The capsule was fitted very tightly, and I had a difficult time prying it open. I spent a long time working at it unsuccessfully. Finally I found a sliver of bamboo and used it to push the capsule apart. Inside was a small, folded, incredibly thin piece of plastic. I unfolded it and read the message that the Navy had written on it.

The message read something like:

I HOPE YOU ARE WELL. YOUR FAMILY IS FINE. THE LINER OF THIS CAN WORKS LIKE INVISIBLE INK. PLACE IT OVER YOUR LETTERS. PRESS A HARD OBJECT ON IT. IT WILL WRITE SECRET MESSAGE.

I was elated and very encouraged. The Navy was trying to communicate with me, a clear sign that our country had not forgotten about us. I extracted the white paper liner from the can, inspected it to see if I could detect the invisible residue that coated it, and impatiently waited for my first opportunity to put the thing to good use.

Unfortunately, the Vietnamese chose this particular time to change their normal practice of supervising the prisoners’ letter writing. Over the last year, they had allowed me to write home once every few months. They would give me the form, and I would write my few lines, which they then took away and inspected. If it met with their approval, they would return with it and tell me to copy it word for word on a second form. Up until this time, I had always been left alone in my cell to transcribe the letter onto the second form.
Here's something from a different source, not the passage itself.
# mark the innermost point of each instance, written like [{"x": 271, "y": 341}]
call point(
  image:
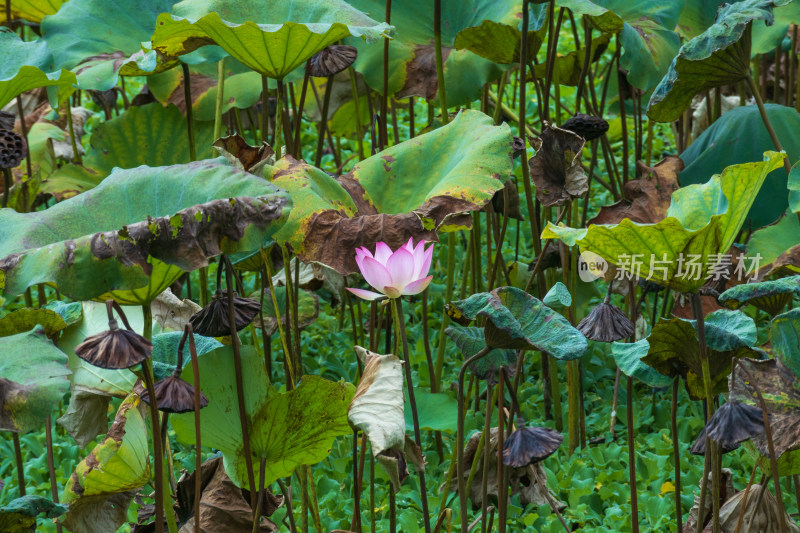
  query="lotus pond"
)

The next time they gave me leave to write home, I hurriedly scribbled a few lines on the first form and anxiously awaited the guards’ return with the second. To my great disappointment, after my letter passed inspection, the guards took me to the interrogation room to copy it while they watched. I have no idea what precipitated this change in the routine. Perhaps they had begun to suspect that I was writing in some kind of code. Or perhaps they had discovered another prisoner using a device to pass hidden messages in his letters home. I never learned what had aroused their suspicions. But whatever it was, it effectively prevented me from ever using the device the Navy had hoped would enable me to pass messages by less obvious means than I had been employing.